É clara a percepção de que o principal aspecto positivo da obra está na geração de empregos (apontada por 66% dos moradores), mas também de que esse benefício pode ser efêmero: 44% dizem acreditar que a cidade ficará pior quando terminar a construção, parcela quase igual à dos que dizem que ficará melhor (43%). Não por acaso, o mesmo número (43%) dos que acreditam que a Norte Energia só está cumprindo parcialmente as prometidas melhorias e compensações para Altamira.
Promessa e dívida
Para obter a licença de operação da usina, ficou estabelecido que a Norte Energia deverá cumprir dezenas de ações de cunho social e ambiental, um investimento de R$ 5 bilhões na infraestrutura da cidade e municípios da região.
“É o maior projeto socioambiental em curso no mundo”, afirma Cassandra Molisani, superintendente da área na empresa. “Na história das hidrelétricas no Brasil não existe notícia de uma lista tão extensa e tão detalhada como a que foi feita para Belo Monte.”
Muitas das obras estão atrasadas, e os serviços públicos, saturados. O único hospital de portas abertas da cidade passou a atender também os novos moradores. “Estamos 150% lotados o tempo inteiro”, afirma o secretário municipal de Saúde, Waldecir Maia. Um novo hospital está em construção, com capacidade para cem leitos, mas deveria ter sido entregue em 2012 e só ficará pronto em 2014.
A estrutura é quase a mesma que atendia uma população de 100 mil habitantes. São 16 unidades básicas, quatro delas construídas pela Norte Energia, sendo que duas já existiam em outros endereços. “Em minha cabeça isso tudo já devia estar pronto desde quando o consórcio chegou”, diz o secretário.
José Lazaro Ladislau, gerente de Saúde da Norte Energia, atribui a sobrecarga do hospital à atenção primária deficiente no município. Concorda, porém, que houve atraso no hospital, por dificuldade do município em achar o terreno e demora na adequação do projeto às normas da Vigilância Sanitária.
“De toda forma, a estrutura atual é suficiente para atender 200 mil pessoas, de acordo com os padrões do SUS”, diz o gerente. O secretário Maia discorda: “Estatisticamente, pode até ser, mas convido a Norte Energia a passar um dia no hospital comigo. Quanto à atenção primária, um bom começo seria se cuidassem disso nos canteiros, sem mandar o trabalhador para a cidade”.

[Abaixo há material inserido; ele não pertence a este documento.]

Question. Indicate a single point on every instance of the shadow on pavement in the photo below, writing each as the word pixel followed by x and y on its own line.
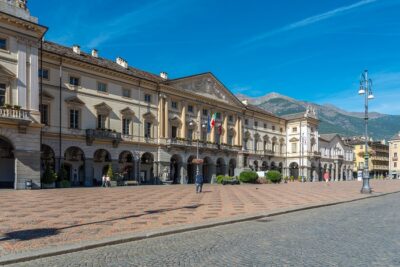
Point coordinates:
pixel 30 234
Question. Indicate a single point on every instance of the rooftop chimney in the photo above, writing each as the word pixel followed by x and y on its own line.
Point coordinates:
pixel 95 53
pixel 164 75
pixel 122 62
pixel 76 49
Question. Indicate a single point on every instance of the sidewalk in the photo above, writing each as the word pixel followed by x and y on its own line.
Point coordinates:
pixel 35 220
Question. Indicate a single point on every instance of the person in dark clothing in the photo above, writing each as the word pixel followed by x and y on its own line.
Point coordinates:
pixel 199 183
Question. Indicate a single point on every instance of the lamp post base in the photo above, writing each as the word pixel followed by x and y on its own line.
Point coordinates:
pixel 366 189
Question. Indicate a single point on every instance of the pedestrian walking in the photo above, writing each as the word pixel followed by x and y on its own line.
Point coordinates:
pixel 103 181
pixel 326 177
pixel 199 183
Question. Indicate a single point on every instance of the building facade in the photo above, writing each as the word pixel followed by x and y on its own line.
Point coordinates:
pixel 378 161
pixel 96 112
pixel 394 152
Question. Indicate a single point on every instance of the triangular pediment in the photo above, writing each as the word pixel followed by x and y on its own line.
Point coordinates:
pixel 6 73
pixel 206 85
pixel 74 100
pixel 103 107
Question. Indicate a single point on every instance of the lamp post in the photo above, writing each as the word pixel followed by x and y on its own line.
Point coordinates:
pixel 366 90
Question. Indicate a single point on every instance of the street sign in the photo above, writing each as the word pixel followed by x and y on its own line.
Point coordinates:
pixel 197 161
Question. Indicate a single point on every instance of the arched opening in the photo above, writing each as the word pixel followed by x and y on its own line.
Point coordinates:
pixel 220 167
pixel 7 161
pixel 146 168
pixel 74 159
pixel 47 158
pixel 232 167
pixel 280 167
pixel 255 165
pixel 175 169
pixel 126 166
pixel 101 162
pixel 207 169
pixel 294 170
pixel 273 166
pixel 191 170
pixel 264 166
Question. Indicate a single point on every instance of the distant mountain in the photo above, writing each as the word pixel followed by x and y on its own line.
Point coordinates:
pixel 333 119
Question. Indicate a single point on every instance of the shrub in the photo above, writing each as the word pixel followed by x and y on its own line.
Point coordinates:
pixel 274 176
pixel 49 176
pixel 65 184
pixel 248 177
pixel 220 178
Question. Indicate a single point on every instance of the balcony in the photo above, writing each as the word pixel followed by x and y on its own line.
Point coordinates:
pixel 15 114
pixel 103 134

“Estamos já para o final de 2013, mais de dois anos da empresa na região, e as condicionantes mais fortes estão se iniciando agora, praticamente”, queixa-se o prefeito Domingos Juvenil (PMDB), eleito em 2012. A Norte Energia se defende dizendo que a prefeitura demorou para designar áreas e aprovar projetos de construção. Marcelo Salazar, da ONG Instituto Socioambiental (ISA) em Altamira, afirma que a prefeitura está despreparada para lidar com o aumento populacional: “É uma negociação assimétrica. A prefeitura não conta com uma estrutura para dialogar com a Norte Energia”.

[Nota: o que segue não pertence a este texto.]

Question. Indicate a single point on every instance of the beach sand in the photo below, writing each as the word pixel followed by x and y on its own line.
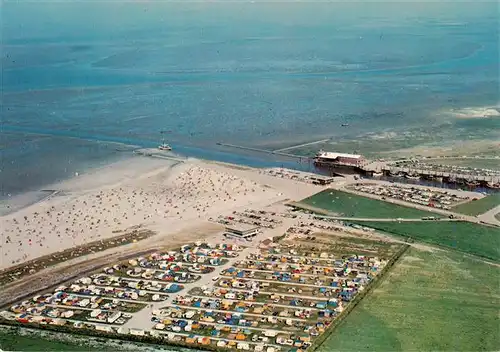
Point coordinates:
pixel 161 195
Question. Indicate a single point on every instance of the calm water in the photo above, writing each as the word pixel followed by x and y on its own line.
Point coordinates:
pixel 85 81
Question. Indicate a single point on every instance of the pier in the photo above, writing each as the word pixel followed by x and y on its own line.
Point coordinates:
pixel 258 150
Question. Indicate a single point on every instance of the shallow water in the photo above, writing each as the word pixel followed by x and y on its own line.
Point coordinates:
pixel 83 81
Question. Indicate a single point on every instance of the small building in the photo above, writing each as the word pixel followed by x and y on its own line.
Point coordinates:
pixel 104 328
pixel 322 180
pixel 242 230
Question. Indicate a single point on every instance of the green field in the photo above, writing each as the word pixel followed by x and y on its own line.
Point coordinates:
pixel 471 238
pixel 480 206
pixel 351 205
pixel 21 339
pixel 440 301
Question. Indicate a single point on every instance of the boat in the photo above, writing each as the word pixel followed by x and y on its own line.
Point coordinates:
pixel 164 146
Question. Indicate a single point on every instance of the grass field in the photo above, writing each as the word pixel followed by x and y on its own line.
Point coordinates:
pixel 441 301
pixel 351 205
pixel 471 238
pixel 480 206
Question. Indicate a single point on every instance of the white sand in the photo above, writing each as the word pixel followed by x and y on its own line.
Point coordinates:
pixel 140 191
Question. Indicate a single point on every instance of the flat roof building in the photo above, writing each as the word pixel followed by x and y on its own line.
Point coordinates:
pixel 325 158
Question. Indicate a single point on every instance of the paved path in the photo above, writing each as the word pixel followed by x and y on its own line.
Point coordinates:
pixel 278 282
pixel 220 339
pixel 301 145
pixel 312 298
pixel 489 216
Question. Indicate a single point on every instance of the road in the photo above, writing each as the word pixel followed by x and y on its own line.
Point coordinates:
pixel 301 145
pixel 489 216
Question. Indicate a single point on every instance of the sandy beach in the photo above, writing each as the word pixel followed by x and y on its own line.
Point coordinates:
pixel 161 195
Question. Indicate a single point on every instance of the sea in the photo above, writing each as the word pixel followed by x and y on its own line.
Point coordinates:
pixel 84 83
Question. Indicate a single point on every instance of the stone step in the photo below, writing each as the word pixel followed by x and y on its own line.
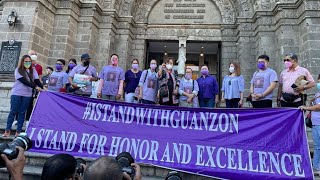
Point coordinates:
pixel 35 162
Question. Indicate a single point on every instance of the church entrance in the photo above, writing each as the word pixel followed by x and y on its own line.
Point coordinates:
pixel 198 53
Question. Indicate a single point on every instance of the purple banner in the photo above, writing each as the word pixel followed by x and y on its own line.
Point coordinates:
pixel 224 143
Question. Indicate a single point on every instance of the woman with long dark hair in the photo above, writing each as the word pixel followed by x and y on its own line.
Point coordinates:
pixel 71 65
pixel 26 81
pixel 233 87
pixel 132 78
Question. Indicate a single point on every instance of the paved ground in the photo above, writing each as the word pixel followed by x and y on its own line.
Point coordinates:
pixel 3 125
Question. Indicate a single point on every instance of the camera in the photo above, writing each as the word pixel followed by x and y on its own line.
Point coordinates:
pixel 173 175
pixel 125 159
pixel 10 149
pixel 79 167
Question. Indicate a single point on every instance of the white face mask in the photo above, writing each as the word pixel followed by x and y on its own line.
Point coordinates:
pixel 33 57
pixel 231 69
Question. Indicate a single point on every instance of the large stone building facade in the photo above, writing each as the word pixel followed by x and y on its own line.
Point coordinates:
pixel 241 29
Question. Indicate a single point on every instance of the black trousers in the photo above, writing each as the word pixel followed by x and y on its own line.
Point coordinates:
pixel 262 104
pixel 294 104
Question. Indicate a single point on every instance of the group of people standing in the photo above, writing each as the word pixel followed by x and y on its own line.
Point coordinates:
pixel 151 86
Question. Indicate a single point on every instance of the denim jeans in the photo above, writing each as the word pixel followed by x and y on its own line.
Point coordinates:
pixel 316 141
pixel 129 97
pixel 19 105
pixel 207 102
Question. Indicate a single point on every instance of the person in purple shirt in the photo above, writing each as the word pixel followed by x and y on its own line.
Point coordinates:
pixel 71 65
pixel 233 87
pixel 26 81
pixel 208 89
pixel 132 78
pixel 111 80
pixel 59 78
pixel 149 84
pixel 85 69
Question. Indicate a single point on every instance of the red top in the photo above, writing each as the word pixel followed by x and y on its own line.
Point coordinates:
pixel 38 68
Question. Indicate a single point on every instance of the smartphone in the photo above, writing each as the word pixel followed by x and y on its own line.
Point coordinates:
pixel 294 86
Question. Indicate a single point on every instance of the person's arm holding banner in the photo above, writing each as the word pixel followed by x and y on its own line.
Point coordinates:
pixel 100 88
pixel 15 166
pixel 311 108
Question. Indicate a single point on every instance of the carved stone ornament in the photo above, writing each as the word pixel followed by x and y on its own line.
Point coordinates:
pixel 142 9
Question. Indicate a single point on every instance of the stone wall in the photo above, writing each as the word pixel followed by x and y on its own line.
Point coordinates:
pixel 246 29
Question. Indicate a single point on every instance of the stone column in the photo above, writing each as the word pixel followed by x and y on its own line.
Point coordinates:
pixel 64 32
pixel 87 31
pixel 35 26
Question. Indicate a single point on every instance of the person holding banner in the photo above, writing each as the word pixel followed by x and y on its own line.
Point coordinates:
pixel 111 80
pixel 169 84
pixel 71 65
pixel 59 78
pixel 82 75
pixel 315 118
pixel 45 78
pixel 233 87
pixel 208 89
pixel 148 84
pixel 263 82
pixel 289 93
pixel 26 82
pixel 188 90
pixel 132 78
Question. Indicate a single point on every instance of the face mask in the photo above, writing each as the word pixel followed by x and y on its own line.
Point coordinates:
pixel 71 66
pixel 169 66
pixel 188 76
pixel 27 65
pixel 135 66
pixel 59 67
pixel 231 69
pixel 153 66
pixel 204 72
pixel 86 62
pixel 261 65
pixel 33 57
pixel 114 62
pixel 288 64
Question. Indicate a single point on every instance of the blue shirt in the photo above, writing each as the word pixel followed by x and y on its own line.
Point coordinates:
pixel 208 87
pixel 232 86
pixel 261 81
pixel 132 81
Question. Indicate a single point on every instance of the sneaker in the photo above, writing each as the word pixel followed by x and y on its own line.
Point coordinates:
pixel 17 134
pixel 6 134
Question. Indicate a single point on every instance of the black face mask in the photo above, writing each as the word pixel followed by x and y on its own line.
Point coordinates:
pixel 86 62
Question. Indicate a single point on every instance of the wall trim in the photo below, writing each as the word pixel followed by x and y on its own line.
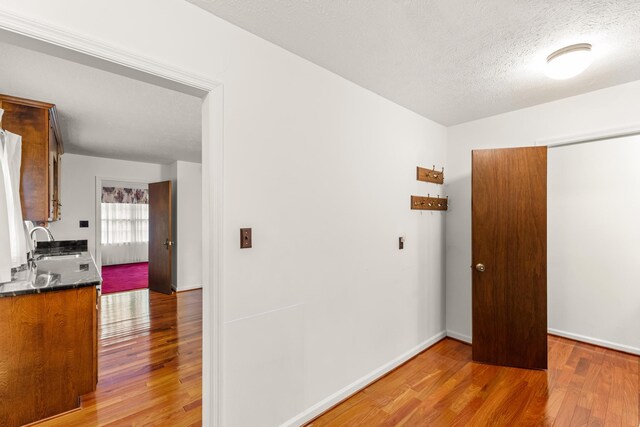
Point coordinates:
pixel 576 337
pixel 59 39
pixel 595 341
pixel 458 336
pixel 361 383
pixel 188 288
pixel 582 138
pixel 68 39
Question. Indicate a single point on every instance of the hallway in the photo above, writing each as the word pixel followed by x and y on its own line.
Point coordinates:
pixel 149 363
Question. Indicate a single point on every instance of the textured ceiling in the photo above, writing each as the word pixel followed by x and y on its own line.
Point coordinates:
pixel 104 114
pixel 451 61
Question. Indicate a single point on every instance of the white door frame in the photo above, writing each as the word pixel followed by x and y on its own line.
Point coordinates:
pixel 64 43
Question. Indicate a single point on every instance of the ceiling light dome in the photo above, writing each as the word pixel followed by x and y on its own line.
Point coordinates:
pixel 569 61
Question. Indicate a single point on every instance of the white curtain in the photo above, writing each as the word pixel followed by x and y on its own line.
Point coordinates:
pixel 13 242
pixel 125 233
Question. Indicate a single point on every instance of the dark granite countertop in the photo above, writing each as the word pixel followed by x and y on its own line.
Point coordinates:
pixel 54 270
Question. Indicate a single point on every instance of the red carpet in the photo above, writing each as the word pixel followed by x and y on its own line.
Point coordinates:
pixel 125 277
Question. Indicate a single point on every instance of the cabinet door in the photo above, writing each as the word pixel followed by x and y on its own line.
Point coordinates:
pixel 53 160
pixel 32 124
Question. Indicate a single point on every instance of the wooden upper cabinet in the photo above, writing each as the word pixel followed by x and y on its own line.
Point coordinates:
pixel 37 123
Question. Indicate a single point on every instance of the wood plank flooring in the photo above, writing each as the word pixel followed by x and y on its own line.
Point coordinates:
pixel 584 386
pixel 150 368
pixel 149 363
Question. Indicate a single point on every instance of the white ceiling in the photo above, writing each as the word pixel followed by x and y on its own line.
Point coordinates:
pixel 450 61
pixel 104 114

“Toda a pressão acumulada de um passivo que vem de décadas aparece à tona”, diz a superintendente Cassandra Molisani. Ela cita como exemplo as obras de remediação do lixão da cidade e a construção de aterro sanitário. “Não existe outro igual no Pará. Altamira era conhecida como a cidade dos urubus, um problema que se arrastava havia pelo menos 25 anos.”